Le Red Teaming GenAI nécessite une approche méthodologique structurée qui intègre les normes de sécurité traditionnelles aux pratiques spécifiques aux systèmes d’intelligence artificielle générative. L’activité évalue l’ensemble de l’écosystème IA en tenant compte des adversaires humains, des comportements du modèle et de la qualité des résultats produits, avec une attention particulière portée aux risques de contenus malveillants, de désinformation et de violations éthiques.
Pour une vue d’ensemble des activités de Red Teaming GenAI et de leur rôle dans la sécurité de l’IA, consultez le guide complet sur le Red Teaming GenAI.
Cadre de référence NIST AI RMF
Le cadre méthodologique repose sur trois documents fondamentaux du National Institute of Standards and Technology :
- NIST AI 100-1 : Artificial Intelligence Risk Management Framework, qui définit l’approche générale de la gestion des risques liés à l’IA.
- NIST AI 600-1 : AI RMF Generative Artificial Intelligence Profile, spécifique aux systèmes génératifs.

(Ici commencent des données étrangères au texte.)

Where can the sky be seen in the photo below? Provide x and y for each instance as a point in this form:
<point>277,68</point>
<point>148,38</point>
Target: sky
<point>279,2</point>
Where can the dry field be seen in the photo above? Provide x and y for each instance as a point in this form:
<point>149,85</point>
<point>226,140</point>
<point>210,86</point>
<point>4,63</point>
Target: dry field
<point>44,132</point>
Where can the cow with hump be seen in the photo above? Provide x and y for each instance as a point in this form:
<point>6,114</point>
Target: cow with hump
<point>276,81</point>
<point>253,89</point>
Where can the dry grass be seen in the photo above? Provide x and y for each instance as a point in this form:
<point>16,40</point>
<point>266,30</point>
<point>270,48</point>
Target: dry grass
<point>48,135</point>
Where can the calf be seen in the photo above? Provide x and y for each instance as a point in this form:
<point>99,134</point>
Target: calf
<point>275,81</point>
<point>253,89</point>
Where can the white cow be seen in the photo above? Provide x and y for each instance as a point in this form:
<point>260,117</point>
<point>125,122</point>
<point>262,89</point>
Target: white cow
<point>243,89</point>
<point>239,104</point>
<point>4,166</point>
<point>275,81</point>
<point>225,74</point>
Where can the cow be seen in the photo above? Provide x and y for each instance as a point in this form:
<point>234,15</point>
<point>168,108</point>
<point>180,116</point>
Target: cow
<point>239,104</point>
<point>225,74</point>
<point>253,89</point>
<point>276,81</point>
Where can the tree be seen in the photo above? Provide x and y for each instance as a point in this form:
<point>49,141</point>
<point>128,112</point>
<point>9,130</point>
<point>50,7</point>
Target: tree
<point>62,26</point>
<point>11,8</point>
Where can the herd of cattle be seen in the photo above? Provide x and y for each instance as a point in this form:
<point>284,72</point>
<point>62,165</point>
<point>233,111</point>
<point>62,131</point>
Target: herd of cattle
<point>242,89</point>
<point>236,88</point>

- NIST SP 800-218A : Secure Software Development Practices for Generative AI, axé sur le développement sécurisé.
Le Red Teaming GenAI est mappé à la fonction Map 5.1 du NIST AI RMF, qui exige l’évaluation systématique des capacités et des limites du système d’IA par rapport au contexte de déploiement prévu.
Structuration du projet de red teaming
La section 2 du NIST AI 600-1 fournit des indications précises pour définir le périmètre du projet en considérant trois dimensions fondamentales :
Phase du cycle de vie
Les tests peuvent être menés à différentes étapes :
- Conception et développement initial du système
- Pré-déploiement et validation
- Exploitation et surveillance continue
- Décommissionnement et gestion de la mise hors service
Chaque phase nécessite des approches de test différenciées en fonction de la maturité du système et des risques spécifiques du moment.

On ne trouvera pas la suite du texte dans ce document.